Most of it is dumb automatic header generation as the article points out, but looking at the source[0], there seems to be a lot of code duplication, e.g. 5 different vcn_*.c files that seem of significant size and largely identical at a glance.
How do you figure? VCN 1.0[0] and VCN 2.0[1] differ within the first few lines and only do so further, the more you compare them. The files seem to correlate to each version of AMD's Video Core Next hardware[2]; and not anything to do with autogeneration.
Actually, there's a lot of commonality between those two files. Just look at all the "is_idle", "get_wptr", "set_wptr" type functions. They're either literally identical or the v2_0 version is a superset of functionality of the v1_0 version.
This is a case where code is identical not by random chance but due to an underlying logical pattern (in this case: ring buffers for communication between CPU and GPU seem to continue working the same way). Hiding that via code duplication is going to make the code overall less maintainable, because the code lacks implicit knowledge of these patterns.
P.S.: It's interesting how many people missed that my complaint was specifically not about the auto-generated part, but about the part that humans copy&paste.
Code duplication sometimes make sense to better decouple different parts of the code base, however that often only becomes apparent long after the "code cleanup" to remove duplicates has been done.

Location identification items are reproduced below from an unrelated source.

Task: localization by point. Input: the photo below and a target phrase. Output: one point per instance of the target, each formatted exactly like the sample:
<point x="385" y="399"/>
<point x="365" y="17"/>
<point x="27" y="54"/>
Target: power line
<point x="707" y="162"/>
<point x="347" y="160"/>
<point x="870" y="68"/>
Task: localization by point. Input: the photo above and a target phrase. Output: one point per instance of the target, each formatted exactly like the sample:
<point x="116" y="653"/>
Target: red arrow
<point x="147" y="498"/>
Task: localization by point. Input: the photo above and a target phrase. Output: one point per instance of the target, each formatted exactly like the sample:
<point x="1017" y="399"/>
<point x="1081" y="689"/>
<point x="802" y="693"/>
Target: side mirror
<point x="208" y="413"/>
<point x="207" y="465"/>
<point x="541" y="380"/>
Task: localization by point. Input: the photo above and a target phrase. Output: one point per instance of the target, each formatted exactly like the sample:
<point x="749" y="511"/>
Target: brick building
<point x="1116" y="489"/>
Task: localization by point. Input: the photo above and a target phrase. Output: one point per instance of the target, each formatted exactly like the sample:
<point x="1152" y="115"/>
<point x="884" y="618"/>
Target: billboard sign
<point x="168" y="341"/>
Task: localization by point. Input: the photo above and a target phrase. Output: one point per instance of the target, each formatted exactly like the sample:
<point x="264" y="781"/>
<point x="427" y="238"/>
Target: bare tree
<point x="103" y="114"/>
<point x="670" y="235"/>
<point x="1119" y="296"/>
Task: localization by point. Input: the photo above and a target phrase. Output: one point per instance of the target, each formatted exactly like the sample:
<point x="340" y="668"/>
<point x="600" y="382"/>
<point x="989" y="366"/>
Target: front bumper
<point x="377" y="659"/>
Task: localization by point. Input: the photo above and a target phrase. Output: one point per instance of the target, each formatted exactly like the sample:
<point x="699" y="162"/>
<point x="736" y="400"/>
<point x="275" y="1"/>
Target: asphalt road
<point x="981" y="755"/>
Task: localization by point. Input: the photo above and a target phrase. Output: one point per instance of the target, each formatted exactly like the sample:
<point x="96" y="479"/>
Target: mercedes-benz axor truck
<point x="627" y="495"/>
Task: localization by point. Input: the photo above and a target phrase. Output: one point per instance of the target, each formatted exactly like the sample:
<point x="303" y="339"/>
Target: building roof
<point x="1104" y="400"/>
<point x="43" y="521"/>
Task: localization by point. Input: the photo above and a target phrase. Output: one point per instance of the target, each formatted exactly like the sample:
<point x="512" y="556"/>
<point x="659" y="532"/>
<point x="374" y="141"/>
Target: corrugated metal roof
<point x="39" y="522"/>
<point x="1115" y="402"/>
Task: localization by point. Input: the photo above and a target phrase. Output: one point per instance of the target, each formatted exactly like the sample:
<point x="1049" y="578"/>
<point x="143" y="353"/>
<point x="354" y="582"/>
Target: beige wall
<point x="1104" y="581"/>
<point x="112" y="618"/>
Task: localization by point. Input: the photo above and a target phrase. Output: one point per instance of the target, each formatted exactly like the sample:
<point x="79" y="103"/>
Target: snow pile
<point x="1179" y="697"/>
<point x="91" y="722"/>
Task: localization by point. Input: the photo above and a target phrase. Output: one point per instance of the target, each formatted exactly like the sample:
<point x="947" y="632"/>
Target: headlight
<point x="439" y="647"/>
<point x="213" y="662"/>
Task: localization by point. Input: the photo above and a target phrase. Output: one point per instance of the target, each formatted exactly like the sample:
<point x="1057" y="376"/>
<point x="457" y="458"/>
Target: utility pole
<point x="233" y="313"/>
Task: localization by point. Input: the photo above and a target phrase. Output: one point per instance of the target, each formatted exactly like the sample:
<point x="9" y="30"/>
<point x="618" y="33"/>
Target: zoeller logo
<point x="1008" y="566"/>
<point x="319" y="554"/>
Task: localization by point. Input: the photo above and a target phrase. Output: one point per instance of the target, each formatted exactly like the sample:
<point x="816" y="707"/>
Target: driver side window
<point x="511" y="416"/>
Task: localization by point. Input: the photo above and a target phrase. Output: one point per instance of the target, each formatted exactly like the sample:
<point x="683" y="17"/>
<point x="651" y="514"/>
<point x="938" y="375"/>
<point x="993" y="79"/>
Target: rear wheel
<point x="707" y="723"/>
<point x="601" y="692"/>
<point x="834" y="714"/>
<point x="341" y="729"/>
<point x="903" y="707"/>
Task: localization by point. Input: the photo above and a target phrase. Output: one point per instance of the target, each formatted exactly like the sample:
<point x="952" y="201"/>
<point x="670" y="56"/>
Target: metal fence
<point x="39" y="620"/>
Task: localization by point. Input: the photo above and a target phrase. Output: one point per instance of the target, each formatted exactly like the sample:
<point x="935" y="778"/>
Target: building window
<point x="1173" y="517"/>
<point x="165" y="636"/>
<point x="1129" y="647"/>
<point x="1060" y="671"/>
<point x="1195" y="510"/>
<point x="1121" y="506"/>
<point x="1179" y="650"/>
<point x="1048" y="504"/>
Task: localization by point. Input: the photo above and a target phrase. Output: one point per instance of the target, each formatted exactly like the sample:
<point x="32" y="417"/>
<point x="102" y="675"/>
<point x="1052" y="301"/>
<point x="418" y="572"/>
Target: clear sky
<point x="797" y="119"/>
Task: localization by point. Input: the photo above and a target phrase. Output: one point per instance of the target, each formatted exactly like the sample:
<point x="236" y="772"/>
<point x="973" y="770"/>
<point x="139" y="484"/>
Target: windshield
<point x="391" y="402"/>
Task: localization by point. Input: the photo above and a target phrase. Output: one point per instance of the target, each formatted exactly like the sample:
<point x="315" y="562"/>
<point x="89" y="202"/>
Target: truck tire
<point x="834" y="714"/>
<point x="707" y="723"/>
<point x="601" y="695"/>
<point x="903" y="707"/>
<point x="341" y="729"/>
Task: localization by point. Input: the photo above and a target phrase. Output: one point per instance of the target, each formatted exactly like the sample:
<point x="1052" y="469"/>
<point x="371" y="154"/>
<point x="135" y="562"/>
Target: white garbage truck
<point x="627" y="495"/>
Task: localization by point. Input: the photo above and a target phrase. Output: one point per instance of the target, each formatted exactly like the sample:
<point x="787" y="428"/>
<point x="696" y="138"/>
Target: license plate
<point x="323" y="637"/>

IDK it seems pretty common in the embedded world to add support for a new piece of hardware by copying the entire driver and then changing the parts that the new hardware supports instead of trying to come up with a driver that supports all generations of the hardware. Pretty sad if you ask me and very unmaintainable, but, at least if you ask the companies, people should just buy newer generations of their hardware if they want those bugfixes :).
Wild speculation from someone who doesn't do hardware, but I'd guess that it's not so much writing the software as testing it that motivates that. It'd be hard to keep the testing matrix of apps X hardware X driver version from exploding out of control.
Your customers will be hella pissed at you if their favorite game suddenly doesn't work on their system after a driver update. So you need to test a representative sample of previously-working software across all hardware that the updated driver applies to.
That sounds like a nightmare, and a capital-intensive one because you need to keep machines up with all of these cards, both in continuous integration and for interactive debugging.
I can understand the impulse to keep the list of hardware that new driver versions support small.
This is the real reason in my experience, combined with the bringup/support cycle that comes with hardware development. If you fork the driver for bringup, you buy yourself a lot of freedom to change things. During support phase, when the hardware is already in the hands of the customer, changing things is more risky and so you have to be conservative.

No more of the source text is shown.